For the law will go forth from Zion
And the word of the LORD from Jerusalem.
And He will judge between the nations,
And will render decisions for many peoples;
And they will hammer their swords into ploughshares and their spears into pruning hooks.
Nation will not lift up sword against nation,
And never again will they learn war. Isaiah 2:2-5
The War to End Wars
Every year we remember those who gave their lives for our country and reflect on what it would have been like if those brave souls had not died for us. In WWI, men were sent to the trenches with a gun and a prayer book, a prayer book that brought a little peace before being shot to pieces, to lie mangled and mutilated awaiting a merciful death. Those who come back from wars don’t talk about what they’ve seen, yet relive it for the rest of their lives. A war veteran on Radio 4 this year said, “I can see in my mind’s eye, rows and rows of white stones, all the hundreds of my friends and others that gave their lives for what the country is today. I’m sorry, the sacrifice wasn’t worth it …”

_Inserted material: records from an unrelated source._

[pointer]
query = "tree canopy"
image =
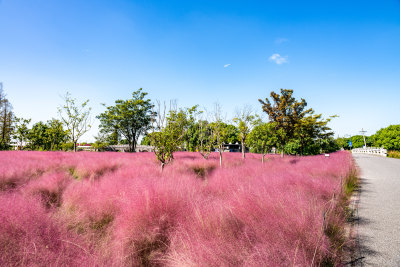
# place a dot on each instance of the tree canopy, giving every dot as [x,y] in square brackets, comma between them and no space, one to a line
[286,112]
[129,118]
[75,117]
[388,137]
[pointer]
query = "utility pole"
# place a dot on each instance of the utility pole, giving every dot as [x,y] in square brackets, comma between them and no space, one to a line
[363,133]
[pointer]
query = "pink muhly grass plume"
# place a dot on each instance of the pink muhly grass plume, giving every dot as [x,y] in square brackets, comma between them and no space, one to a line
[30,237]
[118,209]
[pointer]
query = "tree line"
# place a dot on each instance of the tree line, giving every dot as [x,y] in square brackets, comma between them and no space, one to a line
[290,127]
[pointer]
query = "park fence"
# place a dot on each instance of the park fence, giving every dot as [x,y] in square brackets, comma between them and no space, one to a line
[371,150]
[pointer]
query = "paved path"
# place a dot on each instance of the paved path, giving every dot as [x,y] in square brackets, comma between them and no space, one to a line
[379,210]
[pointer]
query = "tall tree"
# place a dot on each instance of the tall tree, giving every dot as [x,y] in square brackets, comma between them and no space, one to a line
[168,132]
[286,112]
[56,135]
[243,120]
[47,136]
[388,137]
[128,118]
[219,130]
[21,131]
[206,138]
[262,138]
[6,120]
[75,117]
[38,138]
[311,128]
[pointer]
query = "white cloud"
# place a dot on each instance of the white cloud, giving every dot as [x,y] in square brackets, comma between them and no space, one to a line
[279,41]
[278,59]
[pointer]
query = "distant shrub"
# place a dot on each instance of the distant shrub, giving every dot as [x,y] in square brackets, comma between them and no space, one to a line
[394,154]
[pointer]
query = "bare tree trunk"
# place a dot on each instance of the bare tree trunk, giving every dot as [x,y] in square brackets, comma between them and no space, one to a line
[243,149]
[220,156]
[162,166]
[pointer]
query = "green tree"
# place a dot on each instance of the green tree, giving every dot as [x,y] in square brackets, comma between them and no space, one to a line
[219,130]
[47,136]
[168,133]
[206,138]
[243,120]
[6,120]
[128,118]
[311,128]
[231,134]
[56,135]
[21,131]
[38,139]
[262,138]
[286,112]
[388,137]
[75,117]
[358,141]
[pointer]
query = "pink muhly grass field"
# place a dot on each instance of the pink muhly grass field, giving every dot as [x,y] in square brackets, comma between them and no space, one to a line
[102,209]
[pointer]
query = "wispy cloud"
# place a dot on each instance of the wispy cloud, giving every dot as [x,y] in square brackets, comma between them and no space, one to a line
[279,41]
[278,59]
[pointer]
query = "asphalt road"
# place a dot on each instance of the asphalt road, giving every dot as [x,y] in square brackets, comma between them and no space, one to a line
[379,211]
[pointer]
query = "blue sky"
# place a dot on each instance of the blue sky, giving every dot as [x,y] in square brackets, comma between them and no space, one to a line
[341,56]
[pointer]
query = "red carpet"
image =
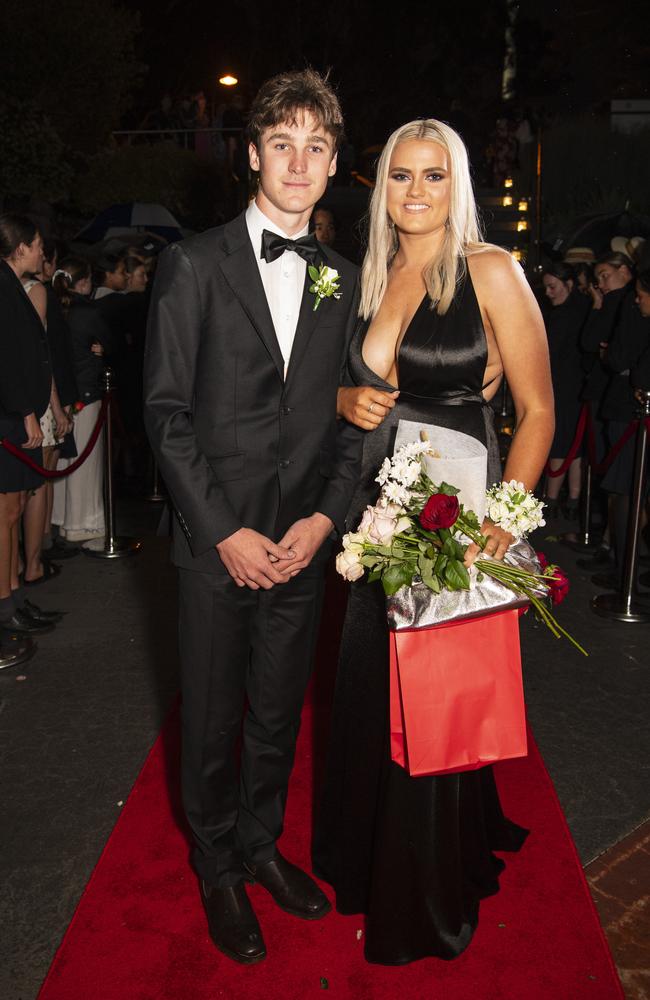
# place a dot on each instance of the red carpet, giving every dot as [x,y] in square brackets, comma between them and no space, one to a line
[139,932]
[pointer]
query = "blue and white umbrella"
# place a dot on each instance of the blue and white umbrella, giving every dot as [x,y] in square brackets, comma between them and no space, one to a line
[136,216]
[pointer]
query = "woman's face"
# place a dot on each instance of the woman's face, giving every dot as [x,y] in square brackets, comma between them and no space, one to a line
[116,280]
[30,256]
[137,280]
[419,187]
[48,268]
[610,278]
[556,291]
[643,300]
[83,286]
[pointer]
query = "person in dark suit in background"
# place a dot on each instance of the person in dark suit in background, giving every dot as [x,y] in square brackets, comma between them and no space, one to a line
[244,356]
[25,384]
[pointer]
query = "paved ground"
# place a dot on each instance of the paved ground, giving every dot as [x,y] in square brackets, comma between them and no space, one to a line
[77,721]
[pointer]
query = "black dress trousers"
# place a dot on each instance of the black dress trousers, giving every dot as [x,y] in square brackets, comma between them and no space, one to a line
[244,654]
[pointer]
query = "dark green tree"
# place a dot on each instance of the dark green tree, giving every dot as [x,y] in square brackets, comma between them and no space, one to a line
[74,60]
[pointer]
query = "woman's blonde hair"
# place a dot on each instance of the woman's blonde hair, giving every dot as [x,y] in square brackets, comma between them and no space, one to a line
[462,231]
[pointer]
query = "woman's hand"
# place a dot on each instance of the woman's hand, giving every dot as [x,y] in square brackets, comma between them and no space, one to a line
[364,406]
[33,431]
[498,543]
[63,423]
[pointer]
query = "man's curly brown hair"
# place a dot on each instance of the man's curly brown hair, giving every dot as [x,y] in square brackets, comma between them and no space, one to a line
[283,97]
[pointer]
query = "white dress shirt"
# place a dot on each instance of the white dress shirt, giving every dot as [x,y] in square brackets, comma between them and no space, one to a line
[283,279]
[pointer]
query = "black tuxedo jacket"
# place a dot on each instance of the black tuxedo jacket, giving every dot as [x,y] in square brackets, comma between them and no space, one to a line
[236,443]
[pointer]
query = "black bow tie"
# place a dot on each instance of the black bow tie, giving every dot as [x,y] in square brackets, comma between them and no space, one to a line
[273,246]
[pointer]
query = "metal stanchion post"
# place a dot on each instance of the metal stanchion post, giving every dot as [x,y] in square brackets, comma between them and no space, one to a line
[156,495]
[622,606]
[112,546]
[583,540]
[585,508]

But without WWII, born out of the defeat and shame of the “war to end all wars”, would the trajectory into where we are now have been much different? Since WWII there have been 250 major wars with a loss of 50 million lives. The Red Cross estimates that there are over 120 armed conflicts today, so the peace that we pray so ardently for isn’t going to happen without a change of heart encompassing the whole of humanity. Theologians from the time of St Augustine to the present day have tried to make sense of our propensity for evil. We must look deep within ourselves and seek to understand our own part, our own complicity in sin, and our own part in initiating and perpetuating war.

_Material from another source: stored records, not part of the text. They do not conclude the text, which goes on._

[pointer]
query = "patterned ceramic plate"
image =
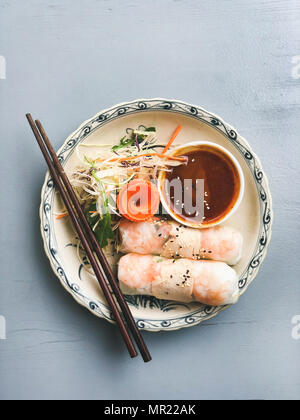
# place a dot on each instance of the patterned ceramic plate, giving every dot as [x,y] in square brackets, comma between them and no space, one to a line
[253,218]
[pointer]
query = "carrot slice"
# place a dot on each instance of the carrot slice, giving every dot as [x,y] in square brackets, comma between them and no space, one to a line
[173,137]
[138,200]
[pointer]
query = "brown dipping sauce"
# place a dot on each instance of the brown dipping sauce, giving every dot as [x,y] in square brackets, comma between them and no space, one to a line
[221,184]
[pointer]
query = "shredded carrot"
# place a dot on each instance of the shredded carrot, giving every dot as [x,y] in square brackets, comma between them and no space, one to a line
[61,216]
[161,155]
[173,137]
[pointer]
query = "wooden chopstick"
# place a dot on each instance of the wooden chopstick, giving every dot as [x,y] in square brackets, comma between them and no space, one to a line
[100,254]
[85,243]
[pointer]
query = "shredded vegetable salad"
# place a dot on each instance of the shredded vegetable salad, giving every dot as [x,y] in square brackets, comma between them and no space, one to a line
[98,181]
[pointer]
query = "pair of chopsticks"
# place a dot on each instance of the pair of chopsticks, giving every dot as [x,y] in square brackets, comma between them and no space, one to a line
[90,245]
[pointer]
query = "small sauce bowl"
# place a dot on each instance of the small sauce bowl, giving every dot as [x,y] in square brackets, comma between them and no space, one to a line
[205,191]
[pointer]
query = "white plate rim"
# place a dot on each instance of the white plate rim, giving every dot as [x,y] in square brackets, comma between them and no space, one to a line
[212,119]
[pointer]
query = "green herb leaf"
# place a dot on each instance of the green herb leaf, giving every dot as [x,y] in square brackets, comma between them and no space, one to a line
[131,140]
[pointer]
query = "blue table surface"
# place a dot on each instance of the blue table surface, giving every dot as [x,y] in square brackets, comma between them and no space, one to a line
[63,61]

The morals of war are difficult in theology, seeming to justify the unjustifiable. That said, it is easy to see that we cannot reverse what started a war but we can temper division and conflict, by going back to the very roots of our Christian faith. “Thou shalt not kill” comes to us as a seeming impossibility when confronted with the reality of one’s own imminent violent demise, or that of one’s dear ones, but Jesus tells us succinctly that we must love our neighbour, all of us, all of them. It isn’t a personal mission, it’s a communal one. Jesus came to save all of us, everybody, which is why Christianity isn’t just about personal salvation it’s about salvation for all. Christianity is a life-long mission, each of us on his/her journey to a closer relationship with God and, through God, the whole of humanity.
Loving one’s neighbour isn’t easy when our “neighbour” is trying to kill us, but that is what we must do. It is the only thing that can fuel a “war to end wars”.

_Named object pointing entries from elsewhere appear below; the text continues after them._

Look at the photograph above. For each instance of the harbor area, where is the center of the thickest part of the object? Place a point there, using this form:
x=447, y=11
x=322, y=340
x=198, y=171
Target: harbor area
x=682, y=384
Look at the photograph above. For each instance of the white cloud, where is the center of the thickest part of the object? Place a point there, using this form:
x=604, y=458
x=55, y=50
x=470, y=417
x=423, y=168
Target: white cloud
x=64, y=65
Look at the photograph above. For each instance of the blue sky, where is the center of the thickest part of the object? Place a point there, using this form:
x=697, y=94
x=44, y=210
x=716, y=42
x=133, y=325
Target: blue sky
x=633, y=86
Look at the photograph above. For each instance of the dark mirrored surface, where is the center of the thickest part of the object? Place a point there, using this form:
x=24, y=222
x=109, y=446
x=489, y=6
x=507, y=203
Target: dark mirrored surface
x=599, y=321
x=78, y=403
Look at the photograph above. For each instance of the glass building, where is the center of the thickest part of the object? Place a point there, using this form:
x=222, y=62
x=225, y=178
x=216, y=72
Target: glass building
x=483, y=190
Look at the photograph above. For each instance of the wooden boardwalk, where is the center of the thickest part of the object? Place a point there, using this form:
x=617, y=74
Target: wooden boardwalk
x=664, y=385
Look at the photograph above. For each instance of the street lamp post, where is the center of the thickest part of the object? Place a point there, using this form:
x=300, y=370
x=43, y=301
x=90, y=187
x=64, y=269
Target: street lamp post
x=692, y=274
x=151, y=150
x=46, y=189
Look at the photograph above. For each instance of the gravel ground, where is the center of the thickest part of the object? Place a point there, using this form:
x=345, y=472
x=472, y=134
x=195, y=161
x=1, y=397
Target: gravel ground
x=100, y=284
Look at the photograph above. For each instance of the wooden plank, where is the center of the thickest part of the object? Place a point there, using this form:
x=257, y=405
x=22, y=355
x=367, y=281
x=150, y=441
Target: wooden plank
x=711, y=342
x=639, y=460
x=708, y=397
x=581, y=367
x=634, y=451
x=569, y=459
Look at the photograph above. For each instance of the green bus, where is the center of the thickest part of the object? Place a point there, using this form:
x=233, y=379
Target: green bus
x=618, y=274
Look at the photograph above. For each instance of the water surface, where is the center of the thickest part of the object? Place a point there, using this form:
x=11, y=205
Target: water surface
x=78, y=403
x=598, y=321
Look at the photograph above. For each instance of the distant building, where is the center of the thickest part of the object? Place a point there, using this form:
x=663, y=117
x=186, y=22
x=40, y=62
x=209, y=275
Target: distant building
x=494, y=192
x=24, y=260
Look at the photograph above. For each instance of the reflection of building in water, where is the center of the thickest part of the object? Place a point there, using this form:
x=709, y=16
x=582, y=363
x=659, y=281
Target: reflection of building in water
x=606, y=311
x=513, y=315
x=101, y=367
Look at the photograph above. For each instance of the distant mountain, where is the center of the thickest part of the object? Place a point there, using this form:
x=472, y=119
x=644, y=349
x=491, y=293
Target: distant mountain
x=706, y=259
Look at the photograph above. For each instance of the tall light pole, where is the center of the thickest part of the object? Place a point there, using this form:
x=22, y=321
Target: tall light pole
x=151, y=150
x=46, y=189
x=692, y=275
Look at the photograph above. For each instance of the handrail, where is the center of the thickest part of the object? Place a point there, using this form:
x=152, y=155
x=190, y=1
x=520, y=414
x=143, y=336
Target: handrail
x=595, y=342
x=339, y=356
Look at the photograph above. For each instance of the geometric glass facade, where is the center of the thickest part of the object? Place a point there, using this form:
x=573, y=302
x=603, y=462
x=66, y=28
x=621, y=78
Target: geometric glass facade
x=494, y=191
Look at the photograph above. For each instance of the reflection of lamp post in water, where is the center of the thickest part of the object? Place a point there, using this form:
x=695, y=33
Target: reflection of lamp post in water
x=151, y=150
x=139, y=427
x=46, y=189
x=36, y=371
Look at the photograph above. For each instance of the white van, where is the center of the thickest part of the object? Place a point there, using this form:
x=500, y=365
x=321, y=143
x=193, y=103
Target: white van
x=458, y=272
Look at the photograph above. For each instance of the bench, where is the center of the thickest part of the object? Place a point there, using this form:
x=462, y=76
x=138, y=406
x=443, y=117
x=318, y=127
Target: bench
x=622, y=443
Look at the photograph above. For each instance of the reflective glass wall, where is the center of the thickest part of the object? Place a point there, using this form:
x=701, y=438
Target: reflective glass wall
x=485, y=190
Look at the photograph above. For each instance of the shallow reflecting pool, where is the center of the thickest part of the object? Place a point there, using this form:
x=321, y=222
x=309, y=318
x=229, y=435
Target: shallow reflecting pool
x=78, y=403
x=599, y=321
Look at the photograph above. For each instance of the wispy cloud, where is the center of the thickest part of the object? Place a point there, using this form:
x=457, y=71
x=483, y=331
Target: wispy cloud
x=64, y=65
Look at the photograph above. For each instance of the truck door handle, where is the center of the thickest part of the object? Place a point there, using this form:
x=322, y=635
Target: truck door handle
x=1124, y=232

Let us pray that like the combatants who came out of the trenches to play football on Christmas Day we can come to learn that our “enemies” are more like us than we care to think. Like the sniper in the Ukraine who said, “they’re good guys like the rest of us”, we recognise that simple truth but, unlike the sniper, let us thank God that are job is not to shoot them. Let us pray we see the face of Christ in our enemies and they see the face of Christ in us, for we are all God’s children.
Let us listen and learn to understand more the political, economic and social/psychological determinants of war, and in so doing recognise the part that we play in fuelling war.
Let us advocate for peace and the non-proliferation and sale of weapons, not afraid to speak out against false rhetoric and war mongering.
We pray for the strength and commitment to love our brothers and sisters wherever they are and, in so doing, feel the pain of their suffering.
Let us pray:
• Blessed Lord as we approach the coming of the infant Messiah shower us with Your mercy for our sins as individuals and in community.
• He came that we might live and yet violence and wicked abuse still sickeningly seem to rule. Make our focus and our pride not be what we win on the battlefield but in our total surrender to Your divine will for peace amongst all.
• Save us from ourselves, Release the Holy Spirit within us like a bomb and in Your mercy, hear our prayer as we declare PEACE through Christ.